We gather from the record that this assignment embodies the real ground of appellant's effort to forfeit the lease under consideration. But the answer to the assignment is that it was not so provided in either the lease or in the modified contract, and there is no allegation that in this respect either was mistakenly written through any accident or fraud on appellee's part. The terms of the original lease were to the effect that in case the appellees "should bore and discover either water, oil or other minerals," then, and in that event, the grant should be in full force for three years "from the time of the discovery of said production and as much longer as water, oil, gas or other minerals can be produced in paying quantities thereon." In these particulars, the lease was not altered by the subsequent contract or to the effect that a failure to drill to a depth of 4,000 feet was not required "if oil or gas" was found in paying quantities at a lesser depth. It seems almost, if not entirely, superfluous to cite authorities in support of the proposition that a party to written instruments cannot vary their terms without any allegation or evidence of fraud, accident, or mistake, but see Lynch v. Ortlieb, 70 Tex. 727, 8 S.W. 515; Janes v. Brewing Association, 44 S.W. 897; Belcher v. Mulhall, 57 Tex. 19; Luckenbach v. Thomas, 166 S.W. 103; Sims v. Shaffer, 63 Tex. Civ. App. 555, 133 S.W. 702.

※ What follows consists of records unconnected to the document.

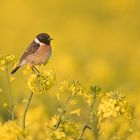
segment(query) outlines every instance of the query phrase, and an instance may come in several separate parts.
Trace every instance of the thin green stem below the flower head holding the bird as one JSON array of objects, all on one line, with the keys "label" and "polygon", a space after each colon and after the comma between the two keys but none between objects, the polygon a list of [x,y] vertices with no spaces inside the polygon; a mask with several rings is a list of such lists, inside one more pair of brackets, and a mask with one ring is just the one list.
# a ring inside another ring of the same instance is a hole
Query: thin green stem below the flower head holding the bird
[{"label": "thin green stem below the flower head holding the bird", "polygon": [[27,114],[27,111],[29,109],[29,106],[30,106],[32,97],[33,97],[33,92],[31,92],[31,94],[30,94],[30,97],[28,99],[27,106],[26,106],[25,111],[24,111],[24,114],[23,114],[23,120],[22,120],[22,128],[23,129],[25,129],[25,127],[26,127],[26,114]]}]

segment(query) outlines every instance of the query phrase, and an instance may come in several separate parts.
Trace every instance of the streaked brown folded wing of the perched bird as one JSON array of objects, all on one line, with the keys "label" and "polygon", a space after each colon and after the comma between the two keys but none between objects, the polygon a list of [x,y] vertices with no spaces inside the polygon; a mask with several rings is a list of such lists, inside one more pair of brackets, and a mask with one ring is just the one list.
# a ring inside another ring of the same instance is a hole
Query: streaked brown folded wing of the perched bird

Nor can it be said, as appellant urges in other assignments, that the contracts under consideration are void as being *Page 223 unilateral or for want of mutuality. As may be seen from what has already been stated, the original lease was something more than a mere option, besides which there was an actual consideration paid for its execution. Not only so, the contract was an executed one, and if void in the beginning for want of mutuality, the lessee accepted the option and executed the contract, and their acts in execution related back and made it binding from the beginning. In his Law and Practice in Oil and Gas, page 344, Mr. Archer states the rule to be that —
"Lessor cannot, after permitting entry for explorations, declare a forfeiture, or procure a cancellation of the lease upon the grounds that the lease was without consideration and void for the want of mutuality."
It would be manifestly inequitable and unjust to permit the lessor to declare a forfeiture of a grant of the kind under consideration on the ground of a want of mutuality after he has permitted the lessees, as the evidence tends to show was done in this case, to not only enter upon the leased premises for an exploration for oil and gas, but to further actually drill a well or wells at large expense in the effort to comply with the terms of the lease.
We are not called upon by any assignment of error to determine whether or not appellees have been guilty of a want of due diligence in a further development of the property since the production of the gas well referred to in our conclusions.
All assignments of error are accordingly overruled, and the judgment below is affirmed.